Publié le 27 octobre 2025, 11h52. Le nombre de demandeurs d’asile à Ter Apel est repassé sous la barre des 2 000, une baisse significative rendue possible par l’ouverture d’un centre d’accueil temporaire à Biddinghuizen. Cette nouvelle capacité d’hébergement vise à alléger la pression sur le centre d’enregistrement saturé.
- Ce week-end, le centre de Ter Apel ne comptait plus que 1 721 demandeurs d’asile, soit le niveau le plus bas depuis janvier.
- L’ouverture d’un refuge temporaire à Biddinghuizen, capable d’accueillir 1 250 personnes, a permis de transférer une partie des résidents.
- Ce nouveau centre de fortune sera opérationnel jusqu’à fin mars, date à laquelle le site doit être libéré pour la saison des festivals.
Le nouveau centre d’urgence, aménagé sur une partie du site du parc d’attractions Walibi à Biddinghuizen, a accueilli ses premiers occupants dès vendredi. Il s’agit de portacabines et de constructions modulaires destinées à offrir un hébergement provisoire. L’objectif est de permettre une rotation plus efficace et de désengorger Ter Apel, où les conditions étaient devenues critiques.

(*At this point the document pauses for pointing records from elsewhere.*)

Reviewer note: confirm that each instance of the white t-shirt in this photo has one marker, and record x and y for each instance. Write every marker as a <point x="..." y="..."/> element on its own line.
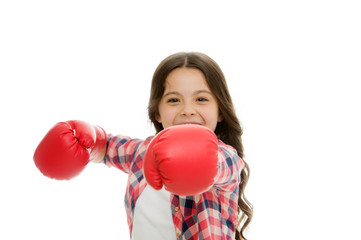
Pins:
<point x="153" y="216"/>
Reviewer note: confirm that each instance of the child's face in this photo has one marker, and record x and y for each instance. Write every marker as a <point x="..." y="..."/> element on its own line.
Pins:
<point x="187" y="99"/>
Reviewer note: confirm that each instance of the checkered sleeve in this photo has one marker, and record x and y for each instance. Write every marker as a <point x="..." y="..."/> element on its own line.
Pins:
<point x="229" y="168"/>
<point x="121" y="151"/>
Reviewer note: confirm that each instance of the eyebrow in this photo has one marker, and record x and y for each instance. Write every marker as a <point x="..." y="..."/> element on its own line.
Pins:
<point x="195" y="93"/>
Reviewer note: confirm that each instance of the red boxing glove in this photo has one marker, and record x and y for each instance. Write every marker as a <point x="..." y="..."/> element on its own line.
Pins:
<point x="183" y="158"/>
<point x="67" y="148"/>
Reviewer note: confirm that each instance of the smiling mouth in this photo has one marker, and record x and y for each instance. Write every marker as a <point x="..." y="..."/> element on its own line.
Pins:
<point x="194" y="123"/>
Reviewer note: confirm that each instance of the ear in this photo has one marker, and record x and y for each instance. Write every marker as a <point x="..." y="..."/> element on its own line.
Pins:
<point x="220" y="118"/>
<point x="158" y="118"/>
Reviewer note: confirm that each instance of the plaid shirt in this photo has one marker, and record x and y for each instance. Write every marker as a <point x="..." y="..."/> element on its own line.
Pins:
<point x="209" y="216"/>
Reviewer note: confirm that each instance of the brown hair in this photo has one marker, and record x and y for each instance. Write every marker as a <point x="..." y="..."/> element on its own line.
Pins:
<point x="229" y="130"/>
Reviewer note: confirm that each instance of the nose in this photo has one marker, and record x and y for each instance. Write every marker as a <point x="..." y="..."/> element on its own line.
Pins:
<point x="188" y="110"/>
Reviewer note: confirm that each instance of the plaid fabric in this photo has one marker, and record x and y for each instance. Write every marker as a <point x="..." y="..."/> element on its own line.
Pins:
<point x="209" y="216"/>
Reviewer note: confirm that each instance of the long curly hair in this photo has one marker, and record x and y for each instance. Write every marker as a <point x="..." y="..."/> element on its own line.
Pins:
<point x="229" y="130"/>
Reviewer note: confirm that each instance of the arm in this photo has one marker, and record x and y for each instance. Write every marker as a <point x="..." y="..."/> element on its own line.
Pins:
<point x="229" y="168"/>
<point x="121" y="151"/>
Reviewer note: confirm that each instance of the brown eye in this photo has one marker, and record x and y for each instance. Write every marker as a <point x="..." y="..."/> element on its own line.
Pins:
<point x="173" y="100"/>
<point x="202" y="99"/>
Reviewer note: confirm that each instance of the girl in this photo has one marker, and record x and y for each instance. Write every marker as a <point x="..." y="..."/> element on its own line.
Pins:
<point x="186" y="88"/>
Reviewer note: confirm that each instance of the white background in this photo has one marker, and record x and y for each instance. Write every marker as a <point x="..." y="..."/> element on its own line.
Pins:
<point x="293" y="69"/>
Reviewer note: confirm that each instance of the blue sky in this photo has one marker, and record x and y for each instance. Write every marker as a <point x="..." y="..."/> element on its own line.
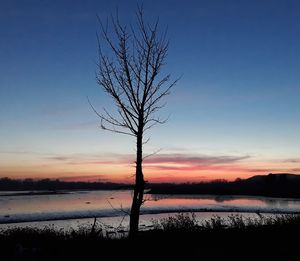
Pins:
<point x="238" y="94"/>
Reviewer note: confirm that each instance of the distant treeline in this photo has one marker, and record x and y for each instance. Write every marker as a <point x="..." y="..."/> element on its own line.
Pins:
<point x="7" y="184"/>
<point x="272" y="185"/>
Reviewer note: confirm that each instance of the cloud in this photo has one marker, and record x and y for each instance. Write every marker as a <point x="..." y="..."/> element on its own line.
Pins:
<point x="295" y="160"/>
<point x="162" y="161"/>
<point x="187" y="159"/>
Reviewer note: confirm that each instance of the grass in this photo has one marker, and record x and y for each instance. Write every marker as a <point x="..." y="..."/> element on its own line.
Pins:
<point x="178" y="237"/>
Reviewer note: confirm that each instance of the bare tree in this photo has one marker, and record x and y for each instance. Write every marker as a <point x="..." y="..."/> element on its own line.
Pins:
<point x="130" y="73"/>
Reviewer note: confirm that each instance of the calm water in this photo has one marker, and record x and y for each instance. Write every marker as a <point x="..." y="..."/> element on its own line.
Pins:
<point x="77" y="208"/>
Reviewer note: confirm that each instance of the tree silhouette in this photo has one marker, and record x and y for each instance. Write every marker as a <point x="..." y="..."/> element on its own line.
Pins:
<point x="130" y="73"/>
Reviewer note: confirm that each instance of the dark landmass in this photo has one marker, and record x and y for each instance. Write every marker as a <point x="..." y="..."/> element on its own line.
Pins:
<point x="7" y="184"/>
<point x="177" y="239"/>
<point x="273" y="185"/>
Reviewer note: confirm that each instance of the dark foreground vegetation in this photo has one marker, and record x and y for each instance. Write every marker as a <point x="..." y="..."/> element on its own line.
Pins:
<point x="174" y="238"/>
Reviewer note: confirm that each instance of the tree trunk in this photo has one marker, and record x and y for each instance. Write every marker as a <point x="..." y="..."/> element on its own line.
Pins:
<point x="138" y="194"/>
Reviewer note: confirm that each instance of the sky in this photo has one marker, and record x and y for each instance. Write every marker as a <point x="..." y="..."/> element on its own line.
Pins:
<point x="234" y="113"/>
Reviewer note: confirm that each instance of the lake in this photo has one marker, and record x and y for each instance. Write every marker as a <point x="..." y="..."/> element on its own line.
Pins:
<point x="76" y="208"/>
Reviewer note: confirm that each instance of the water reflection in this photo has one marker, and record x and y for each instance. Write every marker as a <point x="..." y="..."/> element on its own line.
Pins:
<point x="108" y="203"/>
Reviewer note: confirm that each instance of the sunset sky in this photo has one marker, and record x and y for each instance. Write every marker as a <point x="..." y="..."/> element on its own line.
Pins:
<point x="234" y="113"/>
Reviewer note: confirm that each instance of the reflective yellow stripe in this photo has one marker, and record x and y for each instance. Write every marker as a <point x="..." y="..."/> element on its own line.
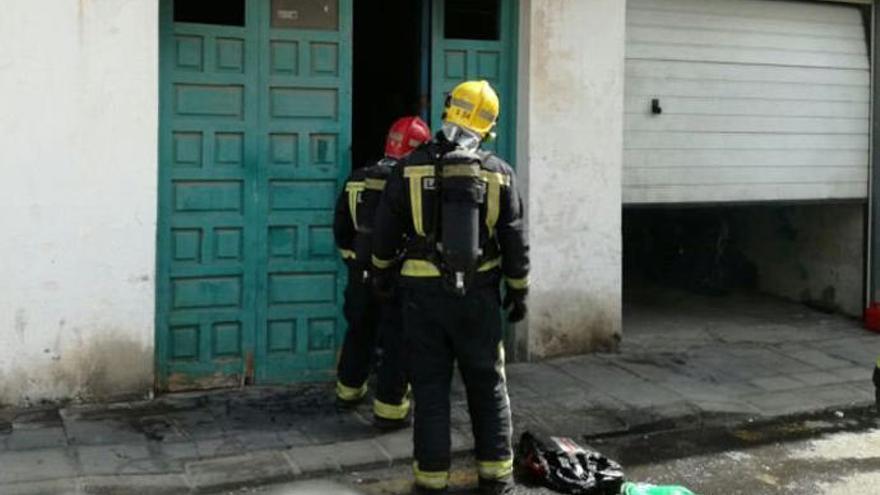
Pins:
<point x="435" y="480"/>
<point x="461" y="171"/>
<point x="382" y="264"/>
<point x="518" y="283"/>
<point x="391" y="411"/>
<point x="499" y="365"/>
<point x="494" y="180"/>
<point x="350" y="393"/>
<point x="424" y="268"/>
<point x="485" y="267"/>
<point x="353" y="189"/>
<point x="415" y="174"/>
<point x="375" y="184"/>
<point x="495" y="470"/>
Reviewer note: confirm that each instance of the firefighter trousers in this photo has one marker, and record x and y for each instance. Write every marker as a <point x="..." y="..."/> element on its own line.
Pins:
<point x="373" y="340"/>
<point x="442" y="329"/>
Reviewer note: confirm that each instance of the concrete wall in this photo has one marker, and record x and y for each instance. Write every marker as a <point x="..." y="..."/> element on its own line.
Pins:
<point x="808" y="253"/>
<point x="572" y="118"/>
<point x="78" y="139"/>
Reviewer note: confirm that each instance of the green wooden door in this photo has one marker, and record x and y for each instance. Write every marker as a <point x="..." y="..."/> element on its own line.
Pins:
<point x="476" y="43"/>
<point x="252" y="149"/>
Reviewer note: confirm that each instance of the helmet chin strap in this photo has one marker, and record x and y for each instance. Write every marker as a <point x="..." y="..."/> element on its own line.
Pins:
<point x="462" y="137"/>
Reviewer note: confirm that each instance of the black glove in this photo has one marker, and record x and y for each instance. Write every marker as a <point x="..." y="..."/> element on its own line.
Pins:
<point x="515" y="301"/>
<point x="383" y="284"/>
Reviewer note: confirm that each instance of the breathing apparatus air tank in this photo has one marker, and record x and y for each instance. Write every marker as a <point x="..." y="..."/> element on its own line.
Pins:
<point x="462" y="194"/>
<point x="368" y="203"/>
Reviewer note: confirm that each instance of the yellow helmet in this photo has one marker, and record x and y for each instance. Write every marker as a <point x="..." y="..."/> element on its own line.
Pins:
<point x="474" y="106"/>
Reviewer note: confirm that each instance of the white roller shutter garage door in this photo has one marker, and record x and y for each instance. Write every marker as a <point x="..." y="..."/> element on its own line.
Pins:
<point x="761" y="100"/>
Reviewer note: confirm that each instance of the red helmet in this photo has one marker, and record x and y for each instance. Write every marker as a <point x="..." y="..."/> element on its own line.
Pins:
<point x="405" y="135"/>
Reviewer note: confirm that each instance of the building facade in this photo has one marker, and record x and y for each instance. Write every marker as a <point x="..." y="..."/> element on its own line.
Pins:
<point x="171" y="171"/>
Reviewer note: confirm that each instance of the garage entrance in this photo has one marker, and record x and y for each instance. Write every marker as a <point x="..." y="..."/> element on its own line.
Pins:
<point x="263" y="105"/>
<point x="745" y="153"/>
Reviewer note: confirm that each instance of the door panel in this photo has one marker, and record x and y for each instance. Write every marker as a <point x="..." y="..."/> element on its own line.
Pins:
<point x="305" y="120"/>
<point x="457" y="60"/>
<point x="254" y="126"/>
<point x="207" y="273"/>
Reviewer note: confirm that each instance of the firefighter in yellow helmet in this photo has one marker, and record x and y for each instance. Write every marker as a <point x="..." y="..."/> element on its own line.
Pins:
<point x="454" y="211"/>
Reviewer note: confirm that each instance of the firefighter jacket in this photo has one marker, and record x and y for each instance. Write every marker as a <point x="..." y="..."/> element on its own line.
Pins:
<point x="407" y="216"/>
<point x="356" y="209"/>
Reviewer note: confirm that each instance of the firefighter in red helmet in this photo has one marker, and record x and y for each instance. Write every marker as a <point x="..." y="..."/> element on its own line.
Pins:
<point x="373" y="322"/>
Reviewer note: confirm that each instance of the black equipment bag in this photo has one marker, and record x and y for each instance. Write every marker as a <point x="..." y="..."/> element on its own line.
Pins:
<point x="564" y="466"/>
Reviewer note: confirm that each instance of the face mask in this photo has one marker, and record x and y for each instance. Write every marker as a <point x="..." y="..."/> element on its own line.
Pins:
<point x="460" y="136"/>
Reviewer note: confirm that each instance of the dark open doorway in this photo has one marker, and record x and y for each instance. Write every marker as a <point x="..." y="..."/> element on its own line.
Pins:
<point x="387" y="65"/>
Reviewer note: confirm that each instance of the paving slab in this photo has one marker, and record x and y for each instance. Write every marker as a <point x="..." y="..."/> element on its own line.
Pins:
<point x="232" y="472"/>
<point x="688" y="371"/>
<point x="118" y="460"/>
<point x="36" y="438"/>
<point x="36" y="465"/>
<point x="777" y="383"/>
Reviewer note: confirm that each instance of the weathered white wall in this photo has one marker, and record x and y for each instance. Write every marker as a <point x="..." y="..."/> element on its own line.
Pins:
<point x="809" y="253"/>
<point x="573" y="123"/>
<point x="78" y="144"/>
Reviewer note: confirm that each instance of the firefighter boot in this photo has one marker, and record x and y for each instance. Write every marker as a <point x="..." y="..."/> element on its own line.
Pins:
<point x="877" y="386"/>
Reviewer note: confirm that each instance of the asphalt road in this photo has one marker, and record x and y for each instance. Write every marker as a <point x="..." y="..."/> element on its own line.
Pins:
<point x="821" y="455"/>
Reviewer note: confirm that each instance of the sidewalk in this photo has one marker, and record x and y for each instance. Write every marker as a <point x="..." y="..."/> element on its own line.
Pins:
<point x="662" y="379"/>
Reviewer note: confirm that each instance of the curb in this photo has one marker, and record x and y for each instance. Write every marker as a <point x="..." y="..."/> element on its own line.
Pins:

Ce n’est pas la première fois que le site de Biddinghuizen est réquisitionné pour servir de refuge d’urgence. Le transfert des demandeurs d’asile s’est intensifié cette semaine, avec un objectif de 200 personnes accueillies par jour. Cependant, cette solution est par nature temporaire : dès le début du mois d’avril, le site devra être vidé pour laisser place aux grands événements et festivals qui animent habituellement la région, tels que Lowlands et Defqon.1.
La situation à Ter Apel avait atteint un point critique, justifiant des mesures d’urgence. Plus tôt ce mois-ci, soixante-dix demandeurs d’asile avaient déjà été relocalisés dans une église de Leyde, une autre solution temporaire face à la surpopulation. Ces transferts interviennent dans un contexte où le centre d’enregistrement est censé pouvoir accueillir au maximum 2 000 personnes. L’Inspection de la Justice et de la Sécurité avait d’ailleurs alerté à plusieurs reprises cette année sur la nécessité de trouver des solutions pérennes face à la surcharge du centre, qui engendre des situations dangereuses tant pour les personnes accueillies que pour le personnel.
La situation avait également conduit à des sanctions financières. Il y a un an, un juge avait statué que le COA (l’organisation néerlandaise d’accueil des demandeurs d’asile) devait s’acquitter d’une amende de 50 000 euros par jour où le nombre de résidents dépassait 2 000. Le montant total de ces amendes s’élèverait désormais à plus d’un million d’euros.